ST CATHERINE’S, SOUTH CAULFIELD

(ANGLICAN)
KOOYONG ROAD, SOUTH CAULFIELD

Closed after a valiant attempt to keep it going.

St Catherine’s, South Caulfield, on its grassy knoll. The church was built in 1921 at a time when suburban churches were flourishing. The industrial-looking parish hall is to the left of the picture.

This unassuming brick church on its grassy knoll above a street corner has finally succumbed to closure after years of hanging on by a thread. It has been shut down for the usual reason – not enough attenders – even though the Anglican diocesan authorities were only a few years ago said to be “determined to keep it going.”

It has not gone without some radical attempts to do that, culminating in various ventures in the direction of Anglican-Pentecostalist non-liturgy for the “post-churched” and other non-churchgoers. There were two services on Sunday morning, with, as an observer put it, the second intended to “look different and sound different”, an aspiration expressed “on the minister’s T-shirt with the slogan ‘Get used to different’” (surplices seem to be a thing of the past in Anglican Evangelical churches). The parish went “on a journey to curate a worship space that is inclusive; that caters for diversity; and connects into a network of artists and actors who call St Cath’s their spiritual home.” There were art supplies available in the church, and “coffee corners for those who prefer an auditory conversation”. 

Despite all this the stay-at-homes stayed at home. The congregation shrank to about fifteen on a Sunday and the parish has now been declared unviable. A deconsecration service was held in September.

There have been quite a few such closures in the Anglican diocese of Melbourne – at Armadale, Bentleigh, Coburg East, Darebin, Deepdene, East Preston, Kingsville, Malvern, Mont Albert, North Brighton, Thornbury and elsewhere – and a glance at a typical Sunday morning in most parishes suggests there will soon be more. The era of the suburban church is passing. Even so, the diocese reports that $69 million was raised from the sale of properties between 1998 and 2020, most of which went into churches in new areas and other forms of “mission “. 

The foundation stone of St Catherine’s, laid in 1921 by the Victorian governor of the time, Lord Stradbroke.

St Catherine’s was built in 1921 at a time when suburban churches were flourishing. It replaced at least two earlier and smaller churches on other sites and was considered important enough for the Governor of Victoria, the Earl of Stradbroke, to lay the foundation stone. 

The architect was Daniel Dossetor (see addendum), and the building has similarities, particularly in the crenellated turret between the porch and south transept, to Christ Church, Essendon, designed by him and built about the same time as St Catherine’s. The turret stands in for a bell tower.

A. memorial garden in the angle of transept and chancel.

The church is built of red brick with cement dressings. It is unusual among Anglican churches in Melbourne in having a rather Methodist look. But the cruciform plan is conventional Anglican, with nave, short transepts and chancel with vestry and organ chamber. Inside, the walls are plastered and plain and there is a timber barrel roof. There were choir stalls in the chancel, but these have been removed in a general rearrangement of furniture for less formal, “different”, worship. 

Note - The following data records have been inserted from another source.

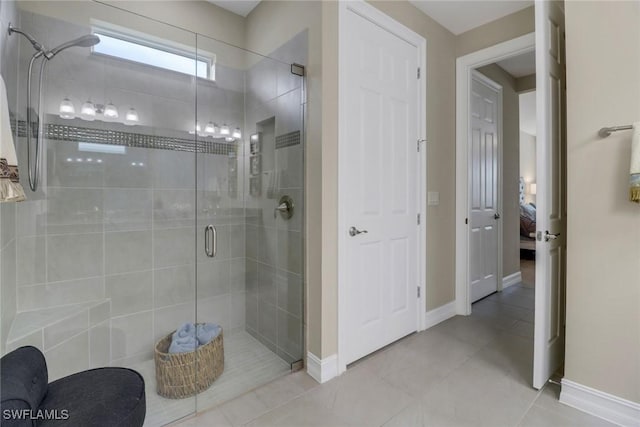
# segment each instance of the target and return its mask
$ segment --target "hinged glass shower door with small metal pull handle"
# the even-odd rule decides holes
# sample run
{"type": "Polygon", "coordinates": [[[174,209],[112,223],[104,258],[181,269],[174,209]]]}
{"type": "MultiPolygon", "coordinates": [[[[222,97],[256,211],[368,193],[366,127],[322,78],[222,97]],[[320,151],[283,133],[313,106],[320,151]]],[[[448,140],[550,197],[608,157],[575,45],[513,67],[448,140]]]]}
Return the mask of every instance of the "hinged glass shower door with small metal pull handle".
{"type": "MultiPolygon", "coordinates": [[[[197,48],[213,61],[197,79],[196,317],[222,328],[224,347],[201,411],[302,359],[302,78],[201,35],[197,48]],[[290,220],[276,209],[285,195],[290,220]]],[[[198,371],[212,363],[201,357],[198,371]]]]}

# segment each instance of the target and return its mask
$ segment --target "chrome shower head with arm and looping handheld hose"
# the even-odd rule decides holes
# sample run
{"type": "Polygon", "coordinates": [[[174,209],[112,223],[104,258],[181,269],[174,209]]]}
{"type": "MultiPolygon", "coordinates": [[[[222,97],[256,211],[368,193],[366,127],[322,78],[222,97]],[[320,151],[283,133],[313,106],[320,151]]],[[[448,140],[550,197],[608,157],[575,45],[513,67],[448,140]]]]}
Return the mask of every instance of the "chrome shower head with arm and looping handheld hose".
{"type": "Polygon", "coordinates": [[[62,43],[61,45],[54,47],[51,50],[47,50],[44,45],[39,43],[33,36],[29,33],[22,31],[19,28],[15,28],[11,23],[9,23],[9,30],[7,31],[9,35],[16,33],[24,36],[33,48],[36,50],[36,53],[33,54],[31,60],[29,61],[29,68],[27,70],[27,175],[29,178],[29,187],[31,191],[36,191],[38,189],[38,176],[40,174],[40,141],[42,135],[42,80],[44,78],[44,71],[47,66],[47,62],[53,59],[58,53],[62,52],[65,49],[69,49],[70,47],[91,47],[100,43],[100,38],[94,36],[92,34],[88,34],[85,36],[78,37],[74,40],[68,41],[66,43],[62,43]],[[36,59],[42,57],[40,62],[40,74],[38,78],[38,112],[37,112],[37,126],[36,126],[36,146],[35,146],[35,161],[31,163],[31,137],[33,133],[32,128],[32,108],[31,108],[31,75],[33,63],[36,59]]]}

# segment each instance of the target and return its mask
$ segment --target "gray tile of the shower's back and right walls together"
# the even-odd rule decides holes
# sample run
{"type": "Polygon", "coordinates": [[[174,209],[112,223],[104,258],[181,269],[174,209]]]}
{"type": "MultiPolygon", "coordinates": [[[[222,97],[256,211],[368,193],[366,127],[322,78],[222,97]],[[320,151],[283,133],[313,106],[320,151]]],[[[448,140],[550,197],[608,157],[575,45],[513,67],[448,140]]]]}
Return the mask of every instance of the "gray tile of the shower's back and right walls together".
{"type": "MultiPolygon", "coordinates": [[[[24,15],[39,37],[66,40],[87,31],[24,15]]],[[[276,53],[305,63],[306,45],[302,34],[276,53]]],[[[65,54],[49,67],[46,111],[55,113],[64,96],[75,97],[77,109],[86,98],[109,96],[120,106],[135,100],[143,124],[159,133],[192,126],[193,79],[131,64],[124,70],[82,49],[65,54]]],[[[23,67],[25,57],[19,62],[23,67]]],[[[11,348],[43,349],[52,379],[147,360],[154,342],[193,321],[196,310],[198,321],[246,327],[286,360],[302,357],[303,146],[275,149],[276,135],[303,130],[301,79],[288,64],[264,60],[248,72],[245,97],[237,91],[237,73],[220,66],[219,79],[233,81],[198,87],[198,118],[202,126],[209,120],[240,125],[245,137],[271,119],[270,130],[264,124],[262,171],[273,178],[262,177],[259,197],[243,197],[249,193],[246,146],[237,158],[234,194],[227,156],[132,147],[126,154],[95,153],[45,141],[41,188],[29,192],[27,202],[0,208],[2,317],[23,322],[11,348]],[[282,194],[296,202],[289,221],[273,217],[282,194]],[[207,224],[218,230],[213,259],[202,247],[207,224]]],[[[18,86],[24,90],[22,80],[16,93],[18,86]]],[[[13,102],[23,119],[24,102],[13,102]]],[[[25,164],[24,140],[18,148],[25,164]]],[[[8,334],[5,320],[1,329],[8,334]]]]}

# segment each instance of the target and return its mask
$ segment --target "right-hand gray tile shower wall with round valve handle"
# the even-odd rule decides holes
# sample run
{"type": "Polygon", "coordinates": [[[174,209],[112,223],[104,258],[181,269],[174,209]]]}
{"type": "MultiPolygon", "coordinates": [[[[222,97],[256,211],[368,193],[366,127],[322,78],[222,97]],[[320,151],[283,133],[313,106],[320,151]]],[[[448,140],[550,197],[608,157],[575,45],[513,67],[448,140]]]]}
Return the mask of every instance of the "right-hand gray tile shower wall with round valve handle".
{"type": "MultiPolygon", "coordinates": [[[[247,180],[246,329],[288,362],[303,351],[303,80],[289,64],[306,63],[306,32],[247,72],[246,129],[260,132],[259,171],[252,173],[245,147],[247,180]],[[272,78],[264,78],[271,76],[272,78]],[[278,144],[293,135],[288,145],[278,144]],[[295,135],[298,135],[296,143],[295,135]],[[258,192],[251,180],[258,179],[258,192]],[[294,200],[294,215],[274,215],[281,196],[294,200]]],[[[284,142],[284,141],[283,141],[284,142]]]]}

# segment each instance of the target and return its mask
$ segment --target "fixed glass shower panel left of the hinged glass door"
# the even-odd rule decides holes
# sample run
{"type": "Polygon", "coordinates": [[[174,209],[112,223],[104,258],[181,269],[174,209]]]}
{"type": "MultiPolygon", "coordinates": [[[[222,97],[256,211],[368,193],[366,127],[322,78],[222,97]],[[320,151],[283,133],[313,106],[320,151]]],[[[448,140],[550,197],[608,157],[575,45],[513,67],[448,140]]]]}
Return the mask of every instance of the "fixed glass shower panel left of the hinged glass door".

There is little external ornament, although the windows, of Gothic inspiration but shallower than traditional Gothic, are well proportioned in relation to the walls in which they are set and give a certain sense of noble simplicity. 

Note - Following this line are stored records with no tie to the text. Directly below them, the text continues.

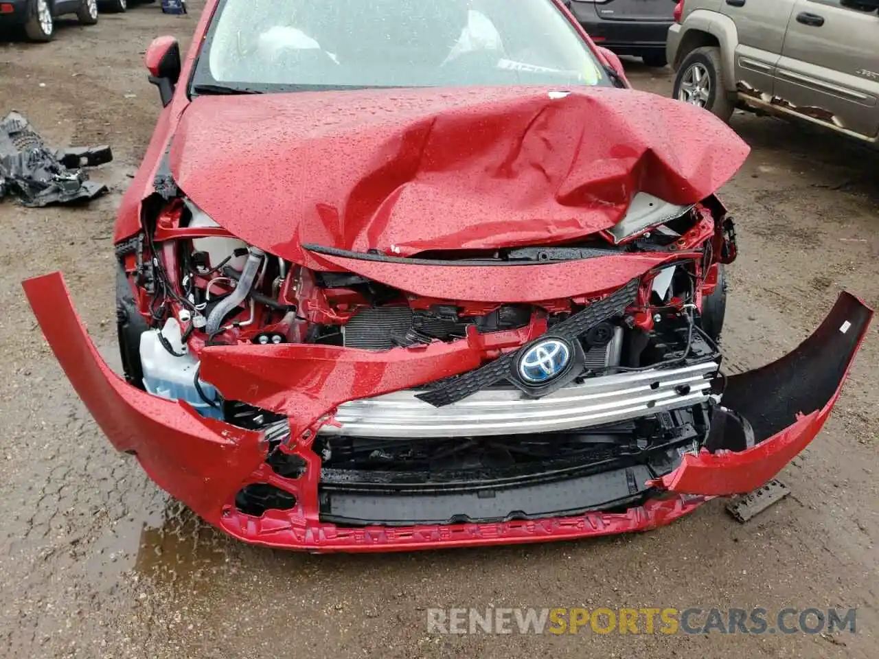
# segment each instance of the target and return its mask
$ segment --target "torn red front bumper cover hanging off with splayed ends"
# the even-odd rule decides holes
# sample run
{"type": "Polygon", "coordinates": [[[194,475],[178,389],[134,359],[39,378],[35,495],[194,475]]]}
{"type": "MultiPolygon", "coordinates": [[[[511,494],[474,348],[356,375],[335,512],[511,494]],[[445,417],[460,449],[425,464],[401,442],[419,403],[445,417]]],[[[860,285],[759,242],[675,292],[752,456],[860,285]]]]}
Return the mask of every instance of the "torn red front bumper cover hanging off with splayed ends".
{"type": "MultiPolygon", "coordinates": [[[[98,425],[120,451],[134,453],[149,476],[211,524],[248,542],[271,547],[331,551],[393,551],[564,540],[665,525],[711,496],[756,489],[781,471],[815,438],[839,397],[843,381],[868,329],[873,312],[842,293],[831,313],[795,351],[726,383],[723,413],[709,433],[713,453],[685,455],[671,474],[651,483],[656,496],[623,513],[591,512],[492,524],[345,528],[318,518],[320,463],[305,451],[304,473],[282,479],[265,464],[261,433],[201,417],[181,402],[164,401],[131,387],[98,355],[60,273],[29,279],[25,293],[49,344],[98,425]],[[745,424],[738,423],[744,417],[745,424]],[[253,482],[269,482],[296,497],[291,511],[244,515],[236,492],[253,482]]],[[[461,342],[458,342],[461,343],[461,342]]],[[[257,346],[253,346],[257,348],[257,346]]],[[[430,346],[401,357],[399,352],[328,350],[291,345],[283,358],[293,368],[295,390],[283,390],[266,372],[266,356],[250,347],[224,349],[214,358],[214,376],[250,372],[254,398],[284,399],[300,410],[291,417],[294,437],[308,436],[318,417],[355,397],[415,387],[475,366],[476,355],[456,344],[430,346]],[[352,395],[356,383],[356,395],[352,395]]],[[[278,369],[290,373],[287,368],[278,369]]],[[[222,391],[222,382],[213,380],[222,391]]]]}

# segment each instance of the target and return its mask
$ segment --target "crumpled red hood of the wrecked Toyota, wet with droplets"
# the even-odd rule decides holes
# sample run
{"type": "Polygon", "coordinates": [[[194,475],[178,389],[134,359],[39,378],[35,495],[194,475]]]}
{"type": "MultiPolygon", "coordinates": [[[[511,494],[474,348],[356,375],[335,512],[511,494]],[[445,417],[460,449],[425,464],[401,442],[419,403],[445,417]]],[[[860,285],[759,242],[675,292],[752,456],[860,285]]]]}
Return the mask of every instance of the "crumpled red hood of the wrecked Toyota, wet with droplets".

There is an especially ugly parish hall reminiscent of a small factory on the Kooyong Road frontage. The whole block will probably sell quite well for redevelopment, though demolition of the church (but not the hall) would be a pity as it is about the only building with any character anywhere nearby.

St Catherine’s from the south showing the crenellated turret . The church is orientated east to west in correct liturgical tradition.

PHOTOGRAPHY FOR THIS POST BY ANTHONY BAILEY

UPDATE 6.11.2024: John Richard Maidment writes: Daniel Dossetor was surely the architect.  The Revd C.R. Schwieger had previously been at Christ Church, Essendon where a cheaper church was built to Dossetor’s designs after North & Williams’s earlier design was rejected probably on the score of cost. He moved to Caulfield. The only other church design by Dossetor that I know of was the second Australian Church, in Russell Street, which had an industrial appearance at least externally – maybe he also designed the hall at St Catharine’s built after 1939. North & Williams did the vicarage at St Catherine’s dating from 1916, so before the current church was envisaged.

Dossetor was based in Essendon as I recall and did a homestead north of Tullamarine airport.

UPDATE 18.11.2024: St Catherine’s is closed and was deconsecrated in September. It appears still to be in use as a “memorial venue”, i.e. undertaker’s chapel. This is as good a result as could be hoped in the circumstances. At least it means the building will not be radically altered or demolished, for now.